I Comuni, con il supporto delle Unioni dei Comuni, delle Province e di ARTEA (l’ente toscano per le erogazioni in agricoltura), effettuano il censimento di terreni abbandonati o incolti presenti nel proprio territorio e lo trasmettono all’Ente che poi le inserisce nella Banca della Terra.

Una volta completata l’operazione di censimento e l’inserimento dei terreni nella Banca della Terra, gli interessati possono fare richiesta di assegnazione all’Ente Terre di Toscana, inoltrando uno specifico piano di sviluppo.

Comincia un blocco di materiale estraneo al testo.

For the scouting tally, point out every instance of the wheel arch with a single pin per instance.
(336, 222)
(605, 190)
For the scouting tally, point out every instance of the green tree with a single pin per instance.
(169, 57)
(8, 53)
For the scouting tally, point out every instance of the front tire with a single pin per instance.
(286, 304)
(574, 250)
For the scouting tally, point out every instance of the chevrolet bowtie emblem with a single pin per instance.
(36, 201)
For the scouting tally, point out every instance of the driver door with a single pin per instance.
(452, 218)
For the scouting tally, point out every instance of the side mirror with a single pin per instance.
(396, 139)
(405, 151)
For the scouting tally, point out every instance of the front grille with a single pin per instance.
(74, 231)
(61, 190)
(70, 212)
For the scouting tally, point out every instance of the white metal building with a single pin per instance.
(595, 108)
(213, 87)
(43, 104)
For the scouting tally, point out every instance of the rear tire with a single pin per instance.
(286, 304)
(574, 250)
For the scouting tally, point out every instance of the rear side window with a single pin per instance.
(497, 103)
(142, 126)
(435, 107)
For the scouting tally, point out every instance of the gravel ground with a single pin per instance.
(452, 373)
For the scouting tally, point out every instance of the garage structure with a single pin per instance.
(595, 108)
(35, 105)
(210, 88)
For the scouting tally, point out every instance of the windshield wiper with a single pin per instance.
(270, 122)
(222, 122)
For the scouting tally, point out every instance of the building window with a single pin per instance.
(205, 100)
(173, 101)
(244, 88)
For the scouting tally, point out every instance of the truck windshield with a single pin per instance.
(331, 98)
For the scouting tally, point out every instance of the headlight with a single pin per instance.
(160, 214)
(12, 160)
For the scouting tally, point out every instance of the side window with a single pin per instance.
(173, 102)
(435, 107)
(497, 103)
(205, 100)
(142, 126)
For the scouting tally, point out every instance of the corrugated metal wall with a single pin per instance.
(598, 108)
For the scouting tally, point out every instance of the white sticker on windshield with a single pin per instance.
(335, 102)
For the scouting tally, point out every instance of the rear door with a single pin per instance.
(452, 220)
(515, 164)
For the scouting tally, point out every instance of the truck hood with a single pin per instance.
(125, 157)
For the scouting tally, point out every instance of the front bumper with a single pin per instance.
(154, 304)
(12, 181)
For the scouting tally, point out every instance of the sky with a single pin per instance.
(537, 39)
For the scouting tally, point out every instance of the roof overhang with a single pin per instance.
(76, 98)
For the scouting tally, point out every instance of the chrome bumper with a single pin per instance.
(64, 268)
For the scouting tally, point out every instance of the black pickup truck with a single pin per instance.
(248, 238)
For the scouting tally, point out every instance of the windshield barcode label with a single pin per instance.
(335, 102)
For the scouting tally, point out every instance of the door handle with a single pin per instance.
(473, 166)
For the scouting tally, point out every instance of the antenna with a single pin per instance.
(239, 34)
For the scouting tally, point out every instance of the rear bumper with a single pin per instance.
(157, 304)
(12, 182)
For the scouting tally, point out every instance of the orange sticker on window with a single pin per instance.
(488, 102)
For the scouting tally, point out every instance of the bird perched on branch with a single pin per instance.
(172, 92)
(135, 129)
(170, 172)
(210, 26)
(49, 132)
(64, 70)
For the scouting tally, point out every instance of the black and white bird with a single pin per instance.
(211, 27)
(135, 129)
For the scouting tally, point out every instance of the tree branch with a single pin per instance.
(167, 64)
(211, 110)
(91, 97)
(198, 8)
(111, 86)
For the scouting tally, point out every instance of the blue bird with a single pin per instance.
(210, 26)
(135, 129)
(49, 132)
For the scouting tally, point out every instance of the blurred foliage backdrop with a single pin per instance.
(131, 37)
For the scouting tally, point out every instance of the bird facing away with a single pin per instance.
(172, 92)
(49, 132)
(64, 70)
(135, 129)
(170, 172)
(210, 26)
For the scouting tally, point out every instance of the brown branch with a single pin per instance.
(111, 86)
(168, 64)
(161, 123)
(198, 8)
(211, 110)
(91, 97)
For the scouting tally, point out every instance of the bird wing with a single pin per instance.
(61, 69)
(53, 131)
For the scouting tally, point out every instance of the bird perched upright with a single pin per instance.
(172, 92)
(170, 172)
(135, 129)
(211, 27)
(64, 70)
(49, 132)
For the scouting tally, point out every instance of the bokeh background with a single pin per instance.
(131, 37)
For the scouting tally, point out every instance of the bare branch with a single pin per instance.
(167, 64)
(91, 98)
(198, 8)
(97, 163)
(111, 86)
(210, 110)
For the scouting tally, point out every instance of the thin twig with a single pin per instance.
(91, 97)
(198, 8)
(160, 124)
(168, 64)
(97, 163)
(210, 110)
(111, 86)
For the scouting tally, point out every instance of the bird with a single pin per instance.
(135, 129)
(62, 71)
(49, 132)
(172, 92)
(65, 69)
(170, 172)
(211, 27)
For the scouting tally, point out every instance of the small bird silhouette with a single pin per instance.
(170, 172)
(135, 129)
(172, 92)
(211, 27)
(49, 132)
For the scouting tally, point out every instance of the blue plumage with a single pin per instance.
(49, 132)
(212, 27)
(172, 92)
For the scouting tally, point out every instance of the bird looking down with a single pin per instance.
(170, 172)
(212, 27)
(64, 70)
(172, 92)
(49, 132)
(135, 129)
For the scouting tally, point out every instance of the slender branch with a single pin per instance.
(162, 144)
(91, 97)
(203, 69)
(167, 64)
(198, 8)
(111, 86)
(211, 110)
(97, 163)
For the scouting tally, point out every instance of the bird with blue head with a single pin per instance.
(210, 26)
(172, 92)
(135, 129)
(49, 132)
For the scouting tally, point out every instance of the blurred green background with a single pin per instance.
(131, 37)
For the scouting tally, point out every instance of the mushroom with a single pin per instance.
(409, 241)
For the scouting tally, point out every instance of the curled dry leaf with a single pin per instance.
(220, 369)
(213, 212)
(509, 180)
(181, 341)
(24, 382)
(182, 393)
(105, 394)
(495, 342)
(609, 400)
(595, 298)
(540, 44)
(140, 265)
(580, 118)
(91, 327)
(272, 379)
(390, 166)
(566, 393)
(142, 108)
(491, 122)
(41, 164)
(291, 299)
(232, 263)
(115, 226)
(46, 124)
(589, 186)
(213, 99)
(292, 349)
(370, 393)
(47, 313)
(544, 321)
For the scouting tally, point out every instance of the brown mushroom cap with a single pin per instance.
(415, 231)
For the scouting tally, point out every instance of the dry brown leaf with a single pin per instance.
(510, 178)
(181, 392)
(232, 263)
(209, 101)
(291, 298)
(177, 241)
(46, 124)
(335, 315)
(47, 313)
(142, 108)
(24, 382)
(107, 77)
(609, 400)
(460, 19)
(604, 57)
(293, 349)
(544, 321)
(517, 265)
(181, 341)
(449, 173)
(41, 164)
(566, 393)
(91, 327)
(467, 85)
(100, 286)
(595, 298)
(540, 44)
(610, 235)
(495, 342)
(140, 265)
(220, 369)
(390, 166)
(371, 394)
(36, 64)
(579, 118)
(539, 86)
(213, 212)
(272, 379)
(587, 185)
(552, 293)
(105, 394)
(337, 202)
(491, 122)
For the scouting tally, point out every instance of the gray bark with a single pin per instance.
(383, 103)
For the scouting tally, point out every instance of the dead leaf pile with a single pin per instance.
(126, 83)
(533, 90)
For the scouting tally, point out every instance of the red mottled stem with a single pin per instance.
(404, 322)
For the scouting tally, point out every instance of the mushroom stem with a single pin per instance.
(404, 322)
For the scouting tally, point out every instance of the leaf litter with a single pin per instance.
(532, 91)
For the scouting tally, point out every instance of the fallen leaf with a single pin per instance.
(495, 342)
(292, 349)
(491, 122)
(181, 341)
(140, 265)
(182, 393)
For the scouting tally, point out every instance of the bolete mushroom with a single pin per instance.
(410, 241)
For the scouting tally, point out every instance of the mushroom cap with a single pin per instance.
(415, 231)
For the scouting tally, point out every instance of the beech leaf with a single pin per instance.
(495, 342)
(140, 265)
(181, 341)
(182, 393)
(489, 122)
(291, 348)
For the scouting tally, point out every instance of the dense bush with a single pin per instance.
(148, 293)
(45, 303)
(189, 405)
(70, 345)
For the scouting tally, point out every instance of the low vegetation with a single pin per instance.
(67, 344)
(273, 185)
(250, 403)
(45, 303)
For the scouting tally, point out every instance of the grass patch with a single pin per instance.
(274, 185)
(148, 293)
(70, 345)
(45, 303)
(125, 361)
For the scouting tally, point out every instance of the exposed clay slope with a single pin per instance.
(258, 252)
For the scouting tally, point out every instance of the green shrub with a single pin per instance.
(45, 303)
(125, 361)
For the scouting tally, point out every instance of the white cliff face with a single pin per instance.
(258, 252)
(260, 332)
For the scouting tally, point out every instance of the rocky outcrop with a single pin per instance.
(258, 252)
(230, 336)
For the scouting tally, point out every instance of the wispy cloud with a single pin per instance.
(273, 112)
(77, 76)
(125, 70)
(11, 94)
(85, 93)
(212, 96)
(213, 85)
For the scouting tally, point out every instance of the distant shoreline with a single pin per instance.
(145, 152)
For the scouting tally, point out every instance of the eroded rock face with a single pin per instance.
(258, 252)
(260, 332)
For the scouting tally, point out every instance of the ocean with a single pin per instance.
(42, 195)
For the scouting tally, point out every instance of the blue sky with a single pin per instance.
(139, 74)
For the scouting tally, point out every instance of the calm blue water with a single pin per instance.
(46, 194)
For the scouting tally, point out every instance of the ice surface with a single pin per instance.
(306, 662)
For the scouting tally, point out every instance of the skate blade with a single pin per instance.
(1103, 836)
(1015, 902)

Avranno priorità, nell’ordine:

- i minori di 40 anni che siano imprenditori agricoli professionali singoli o associati e i coltivatori diretti;

- gli imprenditori agricoli professionali singoli o associati e i coltivatori diretti maggiori di 40 anni;

- gli imprenditori agricoli non professionali minori di 40 anni; - gli imprenditori non professionali maggiori di 40 anni.

Espletata l’istruttoria delle richieste, l’Ente comunicherà gli esiti al Comune che procederà alla occupazione temporanea, e non onerosa, dei terreni assegnandoli al richiedente, che è tenuto a coltivarli nei modi e nei tempi specificati nel piano di sviluppo.

Al proprietario del fondo spetterà un canone, che sarà determinato dall’Ente Terre di Toscana in base a determinati criteri. L’importo del canone, in ogni caso, potrà essere determinato anche di comune accordo fra il proprietario e l’assegnatario.